09.あの子を連れ帰ってくるよ

 分家頭のメーダ伯爵家の領地は、王都とシモーニ公爵領の間にある。そのため、連絡用のフクロウはメーダ伯爵家で休憩を取るか、緊急ならばフクロウの交換が行われる仕組みだった。


 届いた手紙の日付は3日前。事前に連絡を受けていた夜会で起きた事件の顛末が、珍しく感情的に綴られていた。前日に届いた手紙では、婚約者である第一王子ヴァレンテ様の身勝手な振る舞いが記されていたが……。


「これは、王都に向かわねばならん」


 渋い顔でシモーニ公爵リベルトは唸った。心配そうに顔を寄せる妻マルティーナは、手紙を受け取って目を通す。崩れるように倒れかけた妻を受け止め、リベルトは彼女をソファに寝かせた。


「あなた……ルーナが心配ですわ」


「ああ、私が見てこよう。ルーナを必ず連れ帰るから、ティナは部屋の準備を整えておくれ。あの子の好きな菓子を焼いて待っていて欲しい」


 連れ帰る約束と、その間心配に苛まれた妻が塞ぎ込まないよう、娘のための準備を口にした。頷いてぎこちなく微笑んだマルティーナが、再度手紙を読み返す。


「きっと王妃様が良いように取り計らってくれますわ」


「もちろんだ。私も王妃殿下は信じている。あの方のご子息と改めて婚約になると思うが、その手続きも済ませてこよう」


 頷き合い、旅支度を整えるために侍従に指示を出す。それから落ち着いて、執事ランベルトが書いた文字を確認し直した。そこで、裏に別の筆跡で追加された手紙に気付く。メーダ伯爵の署名の上に、少々物騒な一文があった。


「あなた」


「……ルーナは愛されているな」


 苦笑いするしかない。
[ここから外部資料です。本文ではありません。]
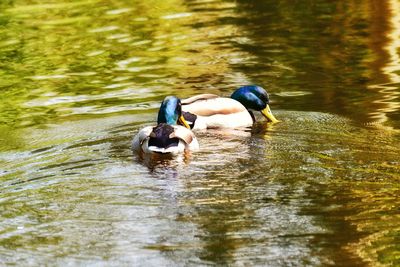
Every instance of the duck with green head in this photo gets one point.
(211, 111)
(167, 137)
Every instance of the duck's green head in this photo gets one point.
(256, 98)
(171, 112)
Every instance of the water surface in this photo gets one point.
(80, 78)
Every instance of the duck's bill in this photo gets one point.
(268, 114)
(183, 121)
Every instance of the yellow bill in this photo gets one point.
(268, 114)
(183, 121)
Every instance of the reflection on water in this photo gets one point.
(79, 79)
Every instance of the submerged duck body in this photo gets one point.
(166, 137)
(211, 111)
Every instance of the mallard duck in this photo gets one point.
(167, 136)
(211, 111)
王家を攻め滅ぼすため、戦の準備を始めたであろう分家の面々を思い浮かべ、公爵夫妻は溜め息を吐いた。


「戦は私が止めてくる。王妃殿下がいる限り、私達が王家と対立する日は来ないだろう」


 そこへ旅支度を整えた侍従から声がかかる。立ち上がった夫を見送るため、マルティーナも玄関へ向かった。駆け付けて傷ついた娘を抱き締めたい思いはあるが、馬車での旅は足手纏いだ。夫のように馬で駆けるなら別だが、その体力もなかった。ここで領地を守りながら、夫と娘の帰宅を待つのが公爵夫人の務めだ。
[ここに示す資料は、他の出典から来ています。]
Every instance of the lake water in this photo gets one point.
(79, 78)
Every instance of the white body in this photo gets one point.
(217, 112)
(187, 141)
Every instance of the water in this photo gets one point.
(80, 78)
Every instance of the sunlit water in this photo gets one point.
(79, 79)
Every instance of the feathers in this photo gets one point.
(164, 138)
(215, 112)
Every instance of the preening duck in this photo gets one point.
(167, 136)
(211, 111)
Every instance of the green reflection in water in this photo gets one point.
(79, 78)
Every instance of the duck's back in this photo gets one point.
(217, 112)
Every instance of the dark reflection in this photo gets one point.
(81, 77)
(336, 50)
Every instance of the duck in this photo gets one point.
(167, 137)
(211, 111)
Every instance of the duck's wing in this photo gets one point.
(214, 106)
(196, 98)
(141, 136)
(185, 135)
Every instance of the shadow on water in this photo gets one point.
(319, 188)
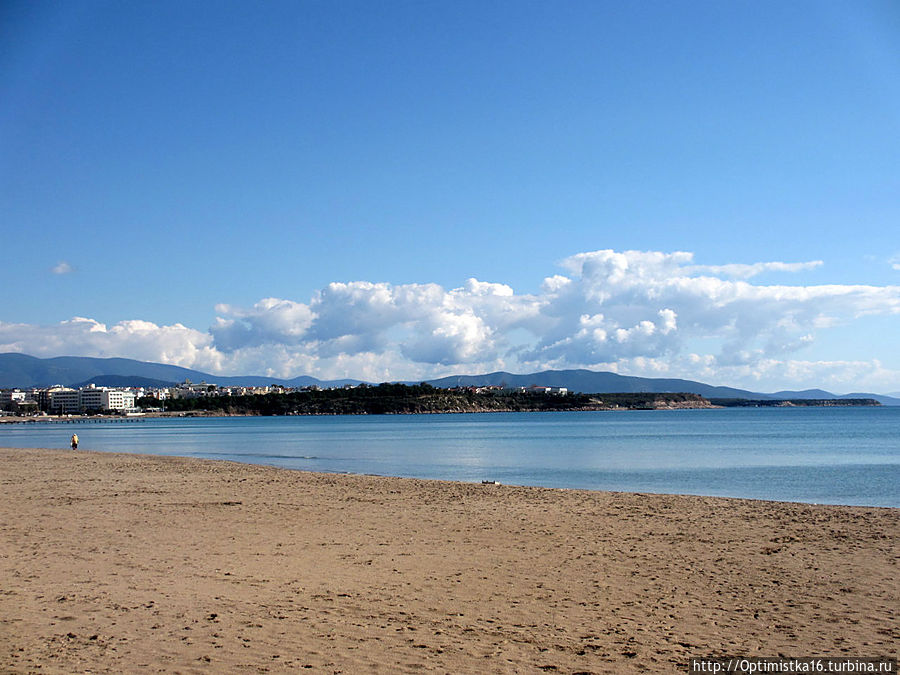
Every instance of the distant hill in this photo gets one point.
(589, 381)
(21, 370)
「ルーナをお願いします。それと、リーヴィア様によろしくお伝えくださいませ」


 あの方はジェラルディーナのために尽力してくださっているはず。直接お礼を言えず申し訳ないと伝えて欲しい。妻の願いを受け取り、リベルトは頷いた。


「お父様! 僕も一緒に……」


 駆け寄る嫡男ダヴィードに向き直り、リベルトは目を合わせて言い聞かせた。


「ダヴィード。そなたには役目がある。母上とシモーニ公爵領を守る義務があるのだ。分かるな? ルーナの心配はいらぬ。必ず連れ帰ろう」


「……っ、約束ですよ、父上」


「任せろ」


 準備を終えた騎士が並ぶ正門で、父リベルトは馬に跨る。その後ろに騎士が整然と並んだ。彼らが出立した後、姿が見えなくなってもしばらく立ち尽くした親子は、屋敷の家令に促されて戻る。
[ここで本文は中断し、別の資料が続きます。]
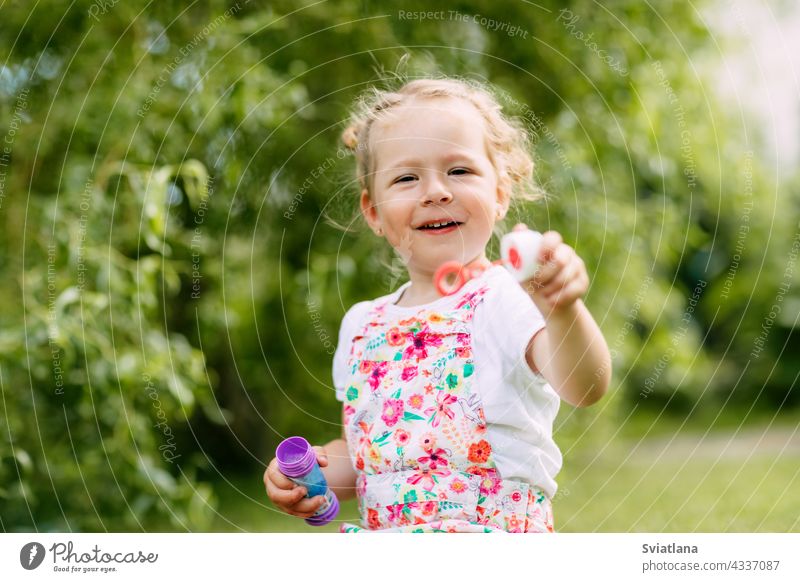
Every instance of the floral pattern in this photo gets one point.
(416, 430)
「ダヴィード、姉上が帰ってきたら存分に甘えるといいわ。きっと喜ぶもの」


「はいっ! 会えなかった分、一緒に過ごしたいと思います」


 姉弟でありながら、一緒に過ごす時間が短かった。領地に帰ってきてくれたら、嫁ぐまで王家に渡さず過ごしましょう。マルティーナはそう願い、窓の外に広がる曇り空に眉を寄せた。雨が降らなければいいけれど。